Has it really been two weeks since my last post?
How embarrassing. When the writing’s not going well, I don’t tend to post–namely because I’ll end up whining. But after 2 weeks of pain, torture and staring at pages, unable to figure out what’s gone wrong, I’m moving along. Slowly, but steadily.
I realized what the problem is, still trying to figure out how to fix it, and in the meantime, learning and relearning all sorts of things about myself, and coming to some difficult decisions.
I’ve decided to put aside my fantasy novel. I love the story, the premise, and the message (for lack of a better word). But right now, I can’t do this story any justice. And this makes me feel panicky.

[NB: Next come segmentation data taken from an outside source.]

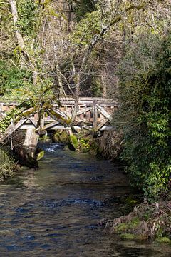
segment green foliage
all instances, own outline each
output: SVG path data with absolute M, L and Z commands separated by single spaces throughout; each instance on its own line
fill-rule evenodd
M 35 33 L 38 16 L 38 4 L 36 1 L 18 0 L 17 10 L 19 17 L 18 26 L 26 35 Z
M 37 160 L 37 161 L 40 161 L 42 158 L 43 158 L 43 156 L 44 156 L 44 151 L 42 150 L 41 151 L 40 151 L 40 152 L 38 153 L 36 160 Z
M 87 13 L 90 13 L 95 9 L 95 2 L 91 0 L 76 0 L 74 12 L 77 21 L 80 21 Z
M 14 89 L 31 87 L 31 78 L 29 71 L 11 65 L 8 61 L 0 61 L 0 90 L 1 94 L 5 94 L 4 97 L 11 99 L 16 97 L 19 99 L 19 92 L 16 94 Z
M 70 142 L 71 142 L 71 145 L 73 146 L 73 148 L 76 150 L 78 146 L 78 143 L 76 136 L 74 135 L 71 135 L 70 136 Z
M 171 36 L 160 43 L 149 34 L 136 43 L 120 70 L 120 111 L 128 117 L 122 158 L 132 183 L 154 198 L 169 189 L 171 176 Z
M 100 31 L 100 10 L 87 13 L 76 26 L 71 36 L 73 44 L 87 46 L 90 40 Z

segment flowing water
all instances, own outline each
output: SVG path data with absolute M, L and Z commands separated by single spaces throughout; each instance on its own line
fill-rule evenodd
M 122 241 L 99 225 L 125 210 L 129 195 L 119 166 L 87 154 L 46 150 L 40 168 L 0 185 L 0 256 L 171 256 L 171 248 Z

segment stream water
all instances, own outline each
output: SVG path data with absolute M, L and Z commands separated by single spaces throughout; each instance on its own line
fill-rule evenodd
M 122 169 L 88 154 L 42 144 L 40 168 L 0 184 L 0 256 L 171 256 L 171 246 L 119 241 L 99 226 L 128 211 Z

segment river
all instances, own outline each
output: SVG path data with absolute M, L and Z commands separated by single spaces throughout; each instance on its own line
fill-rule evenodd
M 170 257 L 167 245 L 123 241 L 99 225 L 128 212 L 130 189 L 116 164 L 41 146 L 38 170 L 24 168 L 0 184 L 0 256 Z

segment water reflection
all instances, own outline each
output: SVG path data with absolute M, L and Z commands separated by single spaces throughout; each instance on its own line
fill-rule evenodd
M 130 189 L 119 167 L 56 144 L 43 148 L 38 170 L 0 185 L 1 256 L 170 256 L 169 246 L 120 241 L 98 226 L 125 208 L 120 199 Z

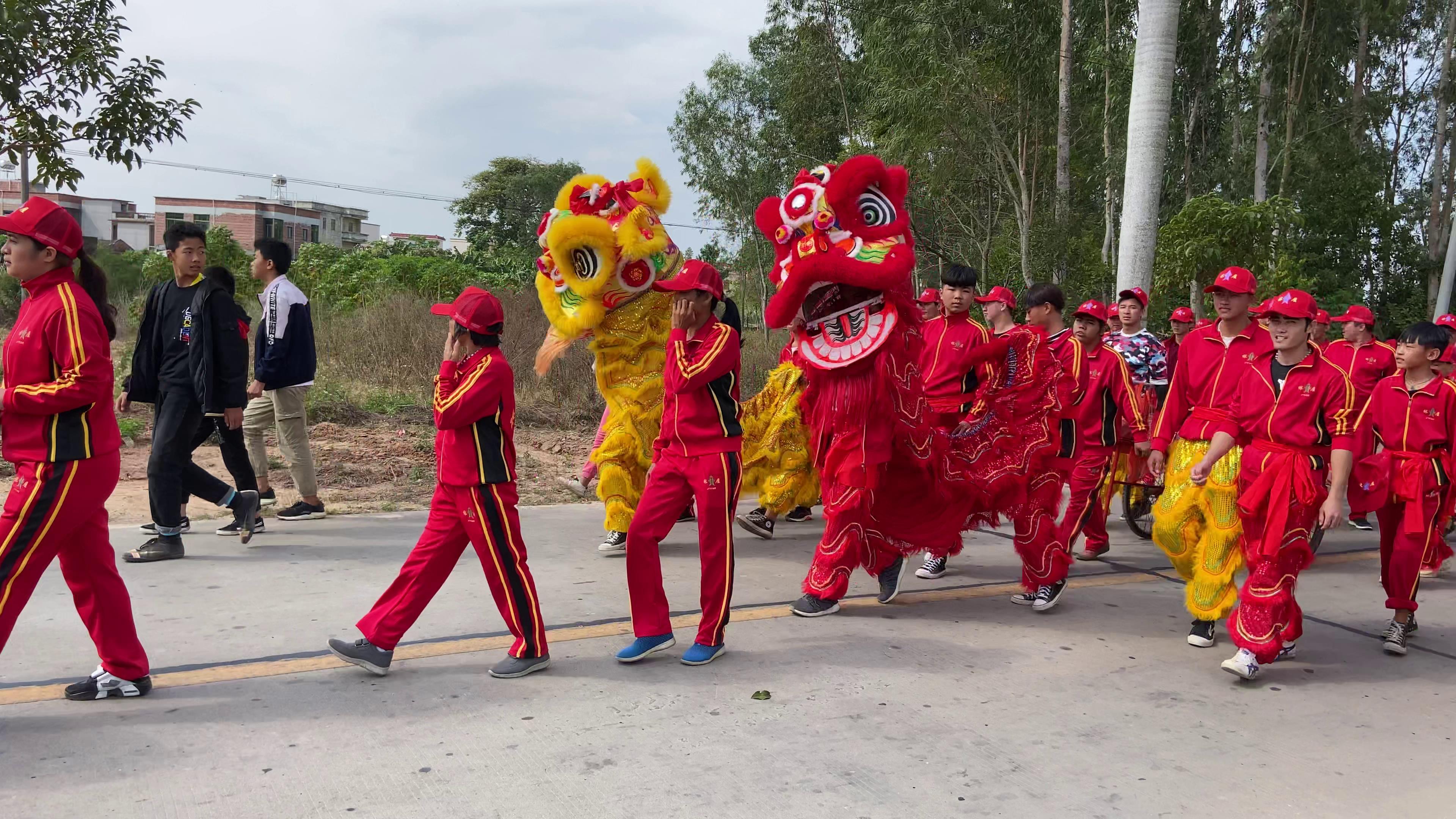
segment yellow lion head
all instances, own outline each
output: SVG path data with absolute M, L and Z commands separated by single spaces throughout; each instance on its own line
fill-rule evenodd
M 581 173 L 562 185 L 536 229 L 536 293 L 558 342 L 591 335 L 607 313 L 677 273 L 683 254 L 660 219 L 670 201 L 646 159 L 623 182 Z

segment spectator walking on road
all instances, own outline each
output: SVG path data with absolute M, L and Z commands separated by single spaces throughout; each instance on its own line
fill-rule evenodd
M 268 485 L 268 447 L 264 434 L 278 428 L 278 449 L 288 462 L 298 503 L 278 513 L 278 520 L 314 520 L 325 516 L 319 500 L 319 479 L 309 450 L 309 417 L 304 398 L 313 386 L 317 358 L 313 350 L 313 316 L 309 297 L 288 281 L 293 251 L 277 239 L 253 243 L 253 278 L 264 283 L 258 300 L 264 318 L 253 340 L 253 383 L 248 386 L 248 411 L 243 434 L 248 456 L 258 475 L 258 491 L 265 506 L 277 503 Z
M 151 691 L 131 596 L 116 573 L 106 498 L 121 475 L 111 408 L 106 274 L 82 251 L 82 229 L 39 197 L 0 217 L 4 264 L 29 293 L 4 340 L 0 440 L 16 478 L 0 513 L 0 651 L 41 574 L 60 557 L 100 665 L 68 700 Z M 71 259 L 80 261 L 79 275 Z M 175 512 L 175 507 L 173 507 Z
M 237 305 L 221 284 L 202 275 L 207 233 L 199 226 L 175 223 L 163 243 L 172 278 L 147 294 L 131 375 L 116 396 L 122 412 L 132 401 L 154 405 L 147 493 L 156 536 L 124 554 L 127 563 L 185 557 L 182 503 L 188 495 L 230 509 L 245 544 L 258 517 L 255 490 L 229 487 L 192 462 L 192 439 L 205 417 L 221 417 L 234 430 L 243 424 L 248 358 L 229 344 L 237 337 Z

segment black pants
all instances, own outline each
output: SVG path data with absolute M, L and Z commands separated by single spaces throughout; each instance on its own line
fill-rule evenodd
M 147 494 L 159 532 L 182 526 L 182 503 L 188 495 L 223 503 L 232 491 L 207 469 L 192 463 L 197 446 L 192 439 L 201 426 L 202 405 L 192 392 L 163 388 L 151 420 L 151 458 L 147 459 Z
M 258 477 L 253 475 L 253 463 L 248 461 L 248 442 L 243 440 L 243 428 L 227 428 L 227 421 L 215 415 L 202 415 L 202 423 L 192 436 L 192 452 L 207 443 L 213 433 L 217 433 L 217 450 L 223 453 L 223 466 L 233 477 L 233 488 L 237 491 L 258 490 Z M 182 498 L 186 503 L 186 498 Z

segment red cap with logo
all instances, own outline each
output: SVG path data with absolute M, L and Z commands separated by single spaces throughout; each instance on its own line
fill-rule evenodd
M 1128 287 L 1127 290 L 1123 290 L 1117 294 L 1117 302 L 1121 303 L 1123 299 L 1137 299 L 1144 309 L 1147 307 L 1147 291 L 1142 287 Z
M 457 325 L 470 332 L 491 335 L 491 328 L 505 321 L 505 309 L 501 300 L 486 290 L 470 286 L 456 296 L 454 302 L 435 305 L 430 312 L 437 316 L 450 316 Z
M 82 252 L 82 226 L 66 208 L 41 197 L 31 197 L 7 216 L 0 216 L 0 232 L 29 236 L 63 256 Z
M 652 290 L 662 293 L 686 293 L 689 290 L 702 290 L 711 294 L 713 299 L 724 297 L 724 280 L 718 275 L 718 268 L 702 261 L 702 259 L 687 259 L 683 262 L 683 270 L 677 271 L 677 275 L 668 278 L 667 281 L 654 281 Z
M 1006 305 L 1013 310 L 1016 309 L 1016 294 L 1010 291 L 1010 287 L 1002 287 L 1000 284 L 992 287 L 990 293 L 984 296 L 977 296 L 976 300 L 980 302 L 981 305 L 1000 302 L 1002 305 Z
M 1335 321 L 1337 322 L 1356 322 L 1356 324 L 1363 324 L 1363 325 L 1373 326 L 1374 325 L 1374 313 L 1372 313 L 1370 307 L 1367 307 L 1364 305 L 1350 305 L 1348 307 L 1345 307 L 1345 313 L 1344 315 L 1335 316 Z
M 1086 316 L 1089 319 L 1096 319 L 1102 324 L 1107 324 L 1107 307 L 1102 306 L 1102 302 L 1098 302 L 1096 299 L 1089 299 L 1086 302 L 1082 302 L 1082 306 L 1077 307 L 1077 310 L 1072 313 L 1072 316 L 1073 318 Z
M 1214 277 L 1213 284 L 1204 287 L 1203 291 L 1227 290 L 1229 293 L 1248 293 L 1252 296 L 1258 289 L 1259 283 L 1254 278 L 1252 273 L 1242 267 L 1226 267 L 1223 273 Z
M 1303 290 L 1286 290 L 1264 302 L 1265 313 L 1291 319 L 1313 319 L 1318 309 L 1315 297 Z

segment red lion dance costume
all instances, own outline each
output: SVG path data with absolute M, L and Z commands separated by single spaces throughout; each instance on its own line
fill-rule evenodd
M 856 565 L 878 576 L 909 554 L 960 552 L 961 530 L 1025 509 L 1028 475 L 1056 455 L 1063 373 L 1028 328 L 983 345 L 997 377 L 970 431 L 932 426 L 907 188 L 904 168 L 856 156 L 801 171 L 756 214 L 776 252 L 766 321 L 794 328 L 823 482 L 824 538 L 795 603 L 823 603 L 808 616 L 837 608 Z

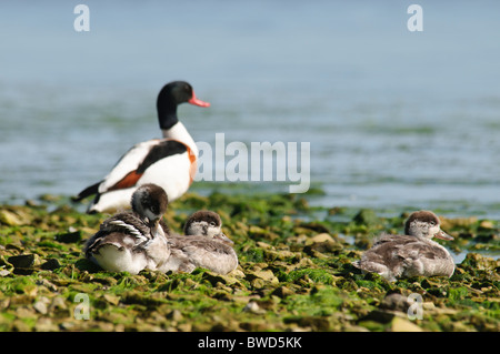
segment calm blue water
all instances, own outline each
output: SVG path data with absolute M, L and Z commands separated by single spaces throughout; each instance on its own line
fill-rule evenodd
M 499 2 L 80 2 L 0 4 L 0 202 L 100 180 L 182 79 L 196 141 L 310 142 L 316 203 L 500 220 Z

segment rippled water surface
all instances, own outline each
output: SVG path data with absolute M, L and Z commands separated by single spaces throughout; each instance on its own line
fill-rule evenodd
M 498 2 L 420 1 L 423 32 L 398 1 L 86 3 L 89 32 L 0 6 L 2 202 L 99 181 L 183 79 L 212 103 L 179 109 L 196 141 L 310 142 L 317 203 L 500 220 Z

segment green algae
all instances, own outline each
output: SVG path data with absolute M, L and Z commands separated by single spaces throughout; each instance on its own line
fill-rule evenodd
M 131 275 L 83 257 L 107 215 L 78 208 L 48 196 L 0 208 L 0 331 L 500 331 L 497 220 L 443 218 L 456 240 L 442 244 L 468 253 L 453 276 L 388 283 L 351 263 L 380 232 L 400 232 L 410 210 L 310 206 L 304 195 L 244 188 L 188 193 L 166 221 L 180 231 L 192 211 L 218 212 L 239 267 Z M 387 307 L 391 295 L 412 293 L 421 320 Z M 77 316 L 84 309 L 89 320 Z

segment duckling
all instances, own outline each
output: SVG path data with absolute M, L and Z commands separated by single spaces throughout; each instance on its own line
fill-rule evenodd
M 219 214 L 198 211 L 186 222 L 184 235 L 168 235 L 170 257 L 164 269 L 191 273 L 204 267 L 219 274 L 227 274 L 238 266 L 233 242 L 222 231 Z
M 432 237 L 453 240 L 441 230 L 433 212 L 413 212 L 404 223 L 404 235 L 382 235 L 353 265 L 391 282 L 411 276 L 450 277 L 454 272 L 453 259 Z
M 160 220 L 168 205 L 161 186 L 141 185 L 132 194 L 132 211 L 107 219 L 84 246 L 86 257 L 110 272 L 138 274 L 160 270 L 170 256 L 169 230 Z

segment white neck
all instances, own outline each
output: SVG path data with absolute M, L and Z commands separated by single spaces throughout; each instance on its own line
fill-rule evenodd
M 162 132 L 164 139 L 172 139 L 172 140 L 180 141 L 181 143 L 184 143 L 198 156 L 197 144 L 194 143 L 194 140 L 191 138 L 191 135 L 189 134 L 184 124 L 182 124 L 181 122 L 177 122 L 172 128 L 162 129 L 161 132 Z

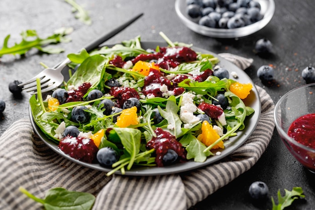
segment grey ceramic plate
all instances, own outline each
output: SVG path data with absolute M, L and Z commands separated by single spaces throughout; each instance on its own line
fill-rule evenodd
M 166 46 L 166 44 L 164 42 L 142 42 L 142 46 L 144 49 L 150 48 L 155 49 L 157 45 Z M 220 63 L 219 64 L 220 66 L 226 68 L 229 71 L 230 73 L 231 72 L 235 72 L 237 73 L 239 77 L 238 79 L 235 79 L 235 80 L 238 82 L 243 83 L 251 82 L 252 84 L 254 84 L 254 83 L 249 77 L 243 70 L 239 68 L 234 64 L 221 57 L 220 57 L 217 54 L 196 47 L 193 48 L 193 49 L 196 51 L 212 54 L 215 56 L 219 57 L 220 59 Z M 65 71 L 65 76 L 67 74 L 67 72 L 66 71 Z M 231 76 L 230 76 L 230 78 L 232 78 Z M 206 161 L 203 163 L 197 163 L 194 162 L 193 161 L 189 161 L 185 163 L 178 163 L 175 165 L 164 167 L 141 167 L 133 168 L 129 171 L 126 171 L 125 174 L 127 175 L 133 176 L 151 176 L 180 173 L 197 169 L 212 164 L 228 156 L 239 147 L 241 146 L 246 141 L 256 128 L 257 123 L 258 122 L 261 112 L 261 103 L 258 92 L 255 86 L 254 86 L 251 94 L 244 101 L 244 102 L 247 106 L 250 106 L 253 108 L 255 110 L 255 112 L 250 118 L 248 119 L 248 120 L 246 121 L 245 123 L 246 128 L 245 129 L 241 131 L 239 131 L 237 136 L 231 137 L 229 140 L 225 141 L 225 142 L 228 142 L 229 144 L 228 146 L 225 147 L 225 148 L 224 150 L 221 151 L 220 155 L 210 156 L 208 157 Z M 40 138 L 49 148 L 50 148 L 56 153 L 71 161 L 87 167 L 106 172 L 111 171 L 111 169 L 105 168 L 98 164 L 89 164 L 84 163 L 72 158 L 63 153 L 58 149 L 57 145 L 53 142 L 50 140 L 41 131 L 39 127 L 36 125 L 33 120 L 30 107 L 29 108 L 29 116 L 31 119 L 31 122 L 32 122 L 32 125 L 33 125 L 35 131 L 37 134 L 38 134 Z M 120 174 L 120 171 L 117 171 L 116 173 Z

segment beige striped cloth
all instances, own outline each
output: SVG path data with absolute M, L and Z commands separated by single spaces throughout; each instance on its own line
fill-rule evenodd
M 20 186 L 41 198 L 58 187 L 89 192 L 96 196 L 93 209 L 187 209 L 250 169 L 266 150 L 274 128 L 274 105 L 257 88 L 261 115 L 245 143 L 220 163 L 178 174 L 106 177 L 57 154 L 34 134 L 29 119 L 20 119 L 0 137 L 0 209 L 43 209 Z

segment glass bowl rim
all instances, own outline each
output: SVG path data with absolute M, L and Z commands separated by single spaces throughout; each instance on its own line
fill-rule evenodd
M 187 18 L 180 10 L 181 2 L 184 0 L 176 0 L 175 11 L 181 20 L 184 25 L 196 33 L 213 38 L 235 38 L 250 35 L 265 27 L 271 20 L 275 11 L 275 4 L 274 0 L 265 0 L 270 4 L 270 8 L 264 14 L 264 18 L 256 23 L 241 28 L 234 29 L 212 28 L 206 26 L 201 26 Z M 202 30 L 200 32 L 196 31 L 194 29 L 200 28 Z M 202 31 L 206 31 L 204 33 Z
M 281 136 L 282 136 L 282 137 L 285 138 L 285 140 L 286 141 L 290 142 L 290 143 L 291 143 L 292 144 L 293 144 L 295 146 L 296 146 L 297 147 L 298 147 L 299 148 L 302 148 L 302 149 L 303 149 L 304 150 L 306 150 L 306 151 L 307 151 L 308 152 L 310 152 L 311 153 L 315 153 L 315 149 L 312 149 L 312 148 L 310 148 L 309 147 L 307 147 L 305 146 L 304 145 L 302 145 L 302 144 L 301 144 L 300 143 L 299 143 L 298 142 L 296 142 L 294 139 L 293 139 L 291 137 L 290 137 L 290 136 L 289 136 L 289 135 L 287 134 L 287 133 L 286 132 L 285 132 L 284 130 L 283 130 L 283 129 L 281 127 L 281 126 L 279 124 L 279 122 L 278 122 L 278 121 L 277 120 L 277 110 L 279 109 L 279 106 L 280 106 L 280 104 L 283 101 L 283 100 L 284 100 L 284 98 L 285 98 L 285 97 L 287 96 L 288 95 L 290 94 L 292 92 L 295 92 L 297 90 L 304 89 L 305 87 L 310 87 L 310 86 L 315 86 L 315 83 L 310 83 L 310 84 L 306 84 L 306 85 L 302 85 L 301 86 L 299 86 L 299 87 L 297 87 L 296 88 L 293 88 L 293 89 L 292 89 L 290 91 L 287 92 L 284 95 L 283 95 L 282 96 L 281 96 L 280 99 L 276 103 L 276 105 L 275 106 L 275 109 L 274 109 L 274 122 L 275 122 L 275 125 L 276 126 L 276 128 L 277 129 L 277 130 L 279 132 L 279 134 Z M 315 93 L 314 93 L 314 94 L 315 94 Z

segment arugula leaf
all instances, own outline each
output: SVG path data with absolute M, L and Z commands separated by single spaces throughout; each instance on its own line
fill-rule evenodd
M 130 160 L 127 167 L 130 170 L 133 164 L 136 155 L 140 152 L 141 131 L 137 129 L 130 128 L 113 128 L 119 136 L 121 143 L 130 155 Z
M 180 141 L 180 143 L 183 147 L 186 147 L 187 160 L 193 158 L 195 162 L 203 162 L 207 157 L 213 155 L 209 151 L 203 152 L 207 147 L 191 134 L 185 135 Z
M 293 187 L 292 191 L 284 189 L 284 191 L 285 191 L 285 195 L 282 197 L 280 189 L 278 190 L 278 201 L 279 202 L 278 205 L 276 205 L 273 197 L 271 197 L 272 210 L 282 210 L 286 207 L 290 205 L 294 200 L 298 198 L 303 198 L 305 197 L 305 195 L 303 194 L 301 187 Z
M 158 108 L 162 117 L 168 121 L 168 125 L 164 127 L 164 129 L 167 130 L 176 138 L 183 135 L 182 124 L 183 124 L 177 113 L 179 110 L 179 107 L 176 104 L 176 99 L 174 96 L 171 96 L 166 103 L 165 109 L 162 109 L 161 107 Z
M 42 203 L 46 210 L 90 210 L 95 201 L 95 196 L 91 193 L 68 191 L 61 187 L 50 189 L 44 199 L 35 196 L 22 187 L 19 189 L 29 198 Z
M 9 47 L 8 43 L 11 35 L 9 34 L 5 38 L 3 46 L 0 49 L 0 57 L 5 54 L 24 55 L 33 48 L 47 53 L 59 53 L 64 51 L 61 48 L 52 48 L 47 46 L 50 44 L 58 42 L 67 42 L 70 40 L 64 36 L 72 32 L 71 30 L 63 28 L 55 32 L 54 34 L 46 38 L 41 38 L 37 32 L 34 30 L 28 30 L 21 33 L 22 40 L 20 43 L 15 43 L 12 47 Z
M 91 25 L 92 21 L 89 16 L 89 13 L 82 7 L 77 4 L 74 0 L 64 0 L 65 2 L 72 6 L 72 12 L 76 12 L 74 17 L 87 25 Z

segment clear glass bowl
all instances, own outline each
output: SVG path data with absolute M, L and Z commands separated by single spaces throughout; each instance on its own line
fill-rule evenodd
M 253 24 L 235 29 L 213 28 L 199 25 L 198 19 L 192 19 L 187 15 L 185 0 L 176 0 L 175 10 L 184 24 L 196 33 L 214 38 L 238 38 L 249 35 L 262 29 L 268 24 L 273 16 L 275 9 L 273 0 L 255 1 L 261 5 L 261 13 L 264 15 L 264 18 Z
M 287 132 L 296 119 L 315 113 L 315 83 L 300 86 L 286 93 L 276 104 L 274 120 L 282 142 L 303 166 L 315 173 L 315 149 L 290 137 Z M 315 127 L 314 127 L 315 129 Z M 315 137 L 314 138 L 315 145 Z

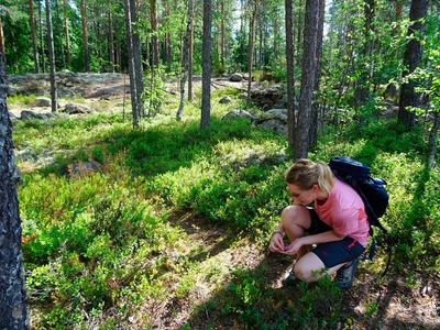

I hate starting something and not finishing it; hate that I give my word (to the agent. I told her I would sub the story) and not following through. We all have certain ways we define ourselves, but Zen philosophy (or maybe it’s the Tao) says that we’re to be like water: constantly moving, shifting according to the situation, and overcoming obstacles not through force, but persistence.
In that sense, then, I shouldn’t feel guilty about putting my book aside. I have to honor the situation, which is that it’s just not working. And the truth is, if I subbed now, my story would be rejected and it deserves better than that–so does the agent, who shouldn’t have to waste her time with a sub-par submission.
So, I suppose then, it’s my ego that’s railing against the situation. Perhaps it’s miffed that its definition of itself is being blasted out of the water.
I’m not sure. I wish I knew if putting the book down was courageous or quitting, but I don’t. All I know, is that it’s not working, and I have to be still and let the answers come.